While the men were finishing fixing it, she went upstairs again. Once in the bedroom her head swam, and she had to lie down on the bed. The house revolved round her and, when it stopped, it left her feeling sick, very sick. She did not move until a burst of music from below announced that the set was working. It seemed moreover to be working particularly well. When the announcer spoke it was like having a powerful stranger shouting in the drawing-room.
The machine was still playing, only more softly by now, when the two men left. Alice signed a paper that acknowledged that the instrument was in perfect working order when it had been delivered, and the van drove away. Then she went back into the drawing-room and began to play with the knobs; it was tremendous, like toying with a battleship. The thing blared and boomed. Finally, she found some distant and improbable station that was transmitting dance music and let it play to her. She put her feet up on the couch and lit a cigarette. It was the kind of thing she had always seen herself doing; it was having one’s feet up on a couch in the afternoon, instead of on the oilcloth under a typist’s-table, that was the difference between marriage and earning your own living.
If it weren’t that she still felt sick, the afternoon would ha
ve been perfect.
When Gerald left the office he turned and went the other way. He wasn’t going straight back to Finchley to-night; he was going to see his father first. In readiness for the visit he bought an extra evening paper and a pound of grapes from a man he found pushing a barrow.
St. Martin’s Hospital stood in a grey square at the back of the Pentonville Road. It was not an encouraging neighbourhood. The houses, which all looked the same, ran in sloping, congested rows at right angles to the bleak hill up and down which the trams went grinding. It was not that the area was a slum; very far from it, in fact. A slum has a nasty, teeming vitality of its own. And St. Martin’s Square, and St. Martin’s Street and St. Martin’s Terrace had nothing. They were simply forlorn and hopeless, the decaying vestiges of a once-triumphant civilisation. The stucco had flaked off the front of the public house at the corner; and the stone steps up to the front doors were worn into shallow arcs by the passage of endless regiments of tired, unliftable feet. Even the lamp-posts—old fashioned, gas-mantle affairs—looked shabby.

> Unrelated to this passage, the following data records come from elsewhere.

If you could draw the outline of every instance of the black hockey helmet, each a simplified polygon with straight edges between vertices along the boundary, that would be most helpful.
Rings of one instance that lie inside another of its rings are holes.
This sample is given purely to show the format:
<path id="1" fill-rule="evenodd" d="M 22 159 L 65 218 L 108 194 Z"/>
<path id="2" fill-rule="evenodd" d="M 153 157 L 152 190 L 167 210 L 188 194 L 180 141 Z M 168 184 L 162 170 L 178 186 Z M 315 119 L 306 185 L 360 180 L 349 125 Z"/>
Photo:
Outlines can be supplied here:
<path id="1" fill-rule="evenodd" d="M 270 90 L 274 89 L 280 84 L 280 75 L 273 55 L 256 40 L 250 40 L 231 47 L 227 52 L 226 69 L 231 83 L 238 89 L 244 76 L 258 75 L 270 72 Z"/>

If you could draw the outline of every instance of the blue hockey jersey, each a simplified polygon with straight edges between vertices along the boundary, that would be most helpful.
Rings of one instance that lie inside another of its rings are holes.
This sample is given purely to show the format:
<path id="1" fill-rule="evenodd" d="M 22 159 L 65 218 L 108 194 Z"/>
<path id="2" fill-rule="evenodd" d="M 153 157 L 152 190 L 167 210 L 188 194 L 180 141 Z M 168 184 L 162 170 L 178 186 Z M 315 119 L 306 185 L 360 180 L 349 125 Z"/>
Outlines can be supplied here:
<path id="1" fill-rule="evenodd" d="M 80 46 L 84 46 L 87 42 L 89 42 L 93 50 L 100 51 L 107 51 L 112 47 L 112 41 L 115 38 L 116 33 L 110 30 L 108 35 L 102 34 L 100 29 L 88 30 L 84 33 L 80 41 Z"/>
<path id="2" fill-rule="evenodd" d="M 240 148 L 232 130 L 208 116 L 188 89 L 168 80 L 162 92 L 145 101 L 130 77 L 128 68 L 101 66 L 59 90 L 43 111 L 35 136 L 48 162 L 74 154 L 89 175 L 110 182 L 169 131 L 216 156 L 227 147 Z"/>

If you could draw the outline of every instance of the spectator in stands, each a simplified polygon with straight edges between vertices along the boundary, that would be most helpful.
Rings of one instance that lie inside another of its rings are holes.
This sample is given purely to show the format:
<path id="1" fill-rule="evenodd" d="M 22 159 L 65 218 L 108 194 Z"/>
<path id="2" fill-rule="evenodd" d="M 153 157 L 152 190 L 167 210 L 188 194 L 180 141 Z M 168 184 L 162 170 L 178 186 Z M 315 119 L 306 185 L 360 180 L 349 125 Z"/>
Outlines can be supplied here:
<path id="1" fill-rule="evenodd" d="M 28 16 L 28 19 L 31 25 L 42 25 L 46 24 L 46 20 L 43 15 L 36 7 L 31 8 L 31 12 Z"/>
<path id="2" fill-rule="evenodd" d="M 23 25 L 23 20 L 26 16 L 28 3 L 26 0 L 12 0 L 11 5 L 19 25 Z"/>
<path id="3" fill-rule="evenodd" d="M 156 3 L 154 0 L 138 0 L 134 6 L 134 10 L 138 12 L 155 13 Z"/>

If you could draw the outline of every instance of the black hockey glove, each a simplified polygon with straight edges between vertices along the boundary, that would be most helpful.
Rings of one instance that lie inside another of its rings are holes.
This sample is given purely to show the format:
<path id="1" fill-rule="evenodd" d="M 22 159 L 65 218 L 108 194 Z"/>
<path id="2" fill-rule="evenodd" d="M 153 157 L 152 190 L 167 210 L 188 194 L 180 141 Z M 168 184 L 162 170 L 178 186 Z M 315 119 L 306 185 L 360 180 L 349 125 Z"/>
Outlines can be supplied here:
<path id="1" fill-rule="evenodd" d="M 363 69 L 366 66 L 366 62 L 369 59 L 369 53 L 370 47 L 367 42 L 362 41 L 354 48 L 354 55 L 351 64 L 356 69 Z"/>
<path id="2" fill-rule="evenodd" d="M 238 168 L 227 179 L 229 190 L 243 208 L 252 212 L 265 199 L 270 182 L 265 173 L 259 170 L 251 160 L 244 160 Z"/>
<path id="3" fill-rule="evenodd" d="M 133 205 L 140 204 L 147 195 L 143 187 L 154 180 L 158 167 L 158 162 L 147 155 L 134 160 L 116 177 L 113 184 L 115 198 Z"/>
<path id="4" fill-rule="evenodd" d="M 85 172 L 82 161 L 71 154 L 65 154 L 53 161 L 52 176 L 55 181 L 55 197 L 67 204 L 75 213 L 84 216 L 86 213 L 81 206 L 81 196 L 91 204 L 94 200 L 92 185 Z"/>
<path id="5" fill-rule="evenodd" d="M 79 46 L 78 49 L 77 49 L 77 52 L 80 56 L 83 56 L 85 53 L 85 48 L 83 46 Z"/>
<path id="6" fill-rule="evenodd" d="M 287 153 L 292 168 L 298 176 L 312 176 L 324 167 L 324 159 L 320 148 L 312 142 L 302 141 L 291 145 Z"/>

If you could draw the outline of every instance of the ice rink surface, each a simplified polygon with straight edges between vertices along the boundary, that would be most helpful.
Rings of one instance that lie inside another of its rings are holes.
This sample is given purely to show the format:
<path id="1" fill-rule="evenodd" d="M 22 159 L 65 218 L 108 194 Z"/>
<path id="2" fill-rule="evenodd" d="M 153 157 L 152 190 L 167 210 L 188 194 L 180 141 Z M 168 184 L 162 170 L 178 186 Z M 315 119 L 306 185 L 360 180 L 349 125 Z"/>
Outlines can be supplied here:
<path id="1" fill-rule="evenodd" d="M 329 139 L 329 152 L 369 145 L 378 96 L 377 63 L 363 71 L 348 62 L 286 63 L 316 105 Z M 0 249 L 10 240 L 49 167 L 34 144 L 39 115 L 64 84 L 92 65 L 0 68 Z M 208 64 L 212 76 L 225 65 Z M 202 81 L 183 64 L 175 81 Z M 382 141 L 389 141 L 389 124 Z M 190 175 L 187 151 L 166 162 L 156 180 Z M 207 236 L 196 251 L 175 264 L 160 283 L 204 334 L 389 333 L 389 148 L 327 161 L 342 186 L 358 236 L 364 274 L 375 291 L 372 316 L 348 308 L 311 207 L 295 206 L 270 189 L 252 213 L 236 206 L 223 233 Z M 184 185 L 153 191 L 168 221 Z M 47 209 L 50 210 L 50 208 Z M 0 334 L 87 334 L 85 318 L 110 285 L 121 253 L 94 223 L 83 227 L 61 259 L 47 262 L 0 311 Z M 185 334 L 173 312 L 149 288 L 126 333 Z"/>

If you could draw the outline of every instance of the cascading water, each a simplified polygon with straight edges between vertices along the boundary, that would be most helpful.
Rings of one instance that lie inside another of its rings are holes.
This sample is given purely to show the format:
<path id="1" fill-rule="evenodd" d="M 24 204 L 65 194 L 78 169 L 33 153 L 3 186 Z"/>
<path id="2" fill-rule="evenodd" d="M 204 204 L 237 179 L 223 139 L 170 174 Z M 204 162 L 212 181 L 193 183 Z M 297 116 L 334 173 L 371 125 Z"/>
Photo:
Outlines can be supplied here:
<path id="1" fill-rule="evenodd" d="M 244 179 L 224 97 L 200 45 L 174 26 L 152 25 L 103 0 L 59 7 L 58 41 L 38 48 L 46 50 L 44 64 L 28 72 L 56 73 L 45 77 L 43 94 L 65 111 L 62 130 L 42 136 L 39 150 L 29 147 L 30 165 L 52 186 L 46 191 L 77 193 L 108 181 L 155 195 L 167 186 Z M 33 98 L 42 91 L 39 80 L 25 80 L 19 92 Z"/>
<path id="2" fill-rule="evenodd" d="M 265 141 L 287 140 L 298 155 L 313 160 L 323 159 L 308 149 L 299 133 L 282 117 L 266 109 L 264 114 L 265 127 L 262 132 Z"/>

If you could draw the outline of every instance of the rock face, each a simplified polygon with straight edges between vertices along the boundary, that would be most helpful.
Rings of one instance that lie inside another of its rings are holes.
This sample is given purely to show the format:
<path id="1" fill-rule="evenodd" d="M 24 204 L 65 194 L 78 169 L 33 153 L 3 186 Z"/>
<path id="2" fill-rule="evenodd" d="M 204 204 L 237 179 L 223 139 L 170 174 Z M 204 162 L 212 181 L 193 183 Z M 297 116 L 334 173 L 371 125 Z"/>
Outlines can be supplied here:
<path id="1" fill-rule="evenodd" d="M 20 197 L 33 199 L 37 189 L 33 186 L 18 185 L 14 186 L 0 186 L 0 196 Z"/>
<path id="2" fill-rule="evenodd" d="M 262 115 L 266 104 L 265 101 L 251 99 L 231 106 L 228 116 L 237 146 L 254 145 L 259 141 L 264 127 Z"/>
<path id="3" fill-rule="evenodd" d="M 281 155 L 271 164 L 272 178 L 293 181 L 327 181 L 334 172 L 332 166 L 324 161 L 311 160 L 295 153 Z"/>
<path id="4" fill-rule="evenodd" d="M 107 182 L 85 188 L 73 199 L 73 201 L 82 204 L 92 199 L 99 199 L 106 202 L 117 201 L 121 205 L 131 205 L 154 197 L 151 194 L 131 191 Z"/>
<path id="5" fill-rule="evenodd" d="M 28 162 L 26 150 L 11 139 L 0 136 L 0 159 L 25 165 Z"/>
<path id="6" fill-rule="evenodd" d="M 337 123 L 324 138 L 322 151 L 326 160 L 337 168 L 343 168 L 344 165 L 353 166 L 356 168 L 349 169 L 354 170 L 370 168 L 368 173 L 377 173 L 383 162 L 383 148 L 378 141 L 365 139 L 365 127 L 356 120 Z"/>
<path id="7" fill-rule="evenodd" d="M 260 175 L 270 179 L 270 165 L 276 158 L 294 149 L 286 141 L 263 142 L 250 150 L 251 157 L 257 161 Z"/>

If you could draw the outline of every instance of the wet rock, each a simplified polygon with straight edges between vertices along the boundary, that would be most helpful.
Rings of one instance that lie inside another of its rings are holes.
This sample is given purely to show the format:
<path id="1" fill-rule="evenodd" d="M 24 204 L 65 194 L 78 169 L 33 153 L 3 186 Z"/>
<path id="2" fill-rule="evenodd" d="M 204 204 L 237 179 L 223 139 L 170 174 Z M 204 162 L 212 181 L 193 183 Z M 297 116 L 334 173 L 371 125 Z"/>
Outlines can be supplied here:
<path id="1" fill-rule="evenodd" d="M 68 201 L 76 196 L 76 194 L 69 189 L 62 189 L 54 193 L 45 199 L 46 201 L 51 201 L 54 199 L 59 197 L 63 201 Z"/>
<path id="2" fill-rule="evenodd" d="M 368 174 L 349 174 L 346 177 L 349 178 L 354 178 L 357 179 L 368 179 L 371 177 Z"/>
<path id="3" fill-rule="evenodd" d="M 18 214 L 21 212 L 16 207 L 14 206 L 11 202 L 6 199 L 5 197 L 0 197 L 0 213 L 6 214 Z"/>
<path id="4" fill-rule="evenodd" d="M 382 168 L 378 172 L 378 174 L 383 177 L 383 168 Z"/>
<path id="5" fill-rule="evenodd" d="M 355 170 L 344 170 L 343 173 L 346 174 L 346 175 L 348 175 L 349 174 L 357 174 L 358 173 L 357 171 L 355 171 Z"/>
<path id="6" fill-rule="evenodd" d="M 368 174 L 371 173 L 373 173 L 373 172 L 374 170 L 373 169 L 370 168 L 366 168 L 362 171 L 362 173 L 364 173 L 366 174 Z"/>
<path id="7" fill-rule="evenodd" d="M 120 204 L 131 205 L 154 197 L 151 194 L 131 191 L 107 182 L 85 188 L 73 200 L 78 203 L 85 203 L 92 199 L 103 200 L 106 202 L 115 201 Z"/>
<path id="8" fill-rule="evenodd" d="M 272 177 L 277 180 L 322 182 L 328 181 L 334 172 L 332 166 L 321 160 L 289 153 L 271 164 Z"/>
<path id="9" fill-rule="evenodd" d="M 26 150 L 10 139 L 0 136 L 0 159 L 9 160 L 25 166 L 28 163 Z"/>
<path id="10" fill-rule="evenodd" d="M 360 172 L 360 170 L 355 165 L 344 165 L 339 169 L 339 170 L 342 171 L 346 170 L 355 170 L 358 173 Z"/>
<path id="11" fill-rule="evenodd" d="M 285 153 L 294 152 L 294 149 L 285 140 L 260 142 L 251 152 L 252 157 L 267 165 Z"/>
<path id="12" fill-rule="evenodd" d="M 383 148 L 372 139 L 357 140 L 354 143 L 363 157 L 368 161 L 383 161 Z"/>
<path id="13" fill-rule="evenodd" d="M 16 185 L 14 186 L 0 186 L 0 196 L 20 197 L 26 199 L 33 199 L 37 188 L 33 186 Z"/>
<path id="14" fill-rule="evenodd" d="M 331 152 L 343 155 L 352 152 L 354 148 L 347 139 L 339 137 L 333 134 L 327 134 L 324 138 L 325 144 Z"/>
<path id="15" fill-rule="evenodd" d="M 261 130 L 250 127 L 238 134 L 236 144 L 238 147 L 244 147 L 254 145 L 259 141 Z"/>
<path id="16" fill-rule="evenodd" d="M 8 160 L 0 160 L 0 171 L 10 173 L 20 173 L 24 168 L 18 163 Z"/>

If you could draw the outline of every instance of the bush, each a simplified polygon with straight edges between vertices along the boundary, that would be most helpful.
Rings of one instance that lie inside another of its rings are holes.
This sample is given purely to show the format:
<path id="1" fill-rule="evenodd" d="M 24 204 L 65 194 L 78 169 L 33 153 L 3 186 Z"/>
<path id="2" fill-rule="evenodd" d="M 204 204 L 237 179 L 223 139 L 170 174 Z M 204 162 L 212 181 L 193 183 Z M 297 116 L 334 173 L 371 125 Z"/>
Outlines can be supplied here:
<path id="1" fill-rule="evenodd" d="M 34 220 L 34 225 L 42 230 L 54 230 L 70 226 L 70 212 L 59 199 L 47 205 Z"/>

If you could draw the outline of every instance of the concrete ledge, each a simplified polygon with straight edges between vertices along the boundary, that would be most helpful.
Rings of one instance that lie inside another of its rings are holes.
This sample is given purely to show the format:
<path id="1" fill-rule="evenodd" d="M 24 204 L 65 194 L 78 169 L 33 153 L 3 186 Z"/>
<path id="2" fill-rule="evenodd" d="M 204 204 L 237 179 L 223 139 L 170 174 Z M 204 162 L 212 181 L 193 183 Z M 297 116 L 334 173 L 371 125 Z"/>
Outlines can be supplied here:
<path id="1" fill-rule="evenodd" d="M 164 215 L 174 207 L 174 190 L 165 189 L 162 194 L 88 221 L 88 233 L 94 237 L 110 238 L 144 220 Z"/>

Gerald gripped the brown paper bag, which already had grown suspiciously moist in the corner, and set off to take a short cut. He felt himself growing more and more depressed as he proceeded. It was all so terribly like his own native Station Approach.
Then he turned the corner of St. Martin’s Road and came on the back of the hospital. It towered up like a great lighted iceberg; the mere mass of it was chastening. As he walked past, a door in the side of the place opened—it was a narrow, intimate sort of door—and two men came out carrying a coffin. There was a light hearse, little more than a dog-cart, waiting outside. The two men loaded up and drove briskly off. Gerald looked away. He felt curiously ashamed, as though he had seen more than he was meant to see. That little door at the back through which the failures were carried out had evidently never been intended for visitors’ eyes.
He had some little difficulty in seeing his father at all. But the Night Sister was Irish and could therefore understand relations wanting to see each other. She seemed in particular to understand Gerald’s wanting to see Mr. Sneyd. She kept calling Gerald “You poor boy,” while she talked to him.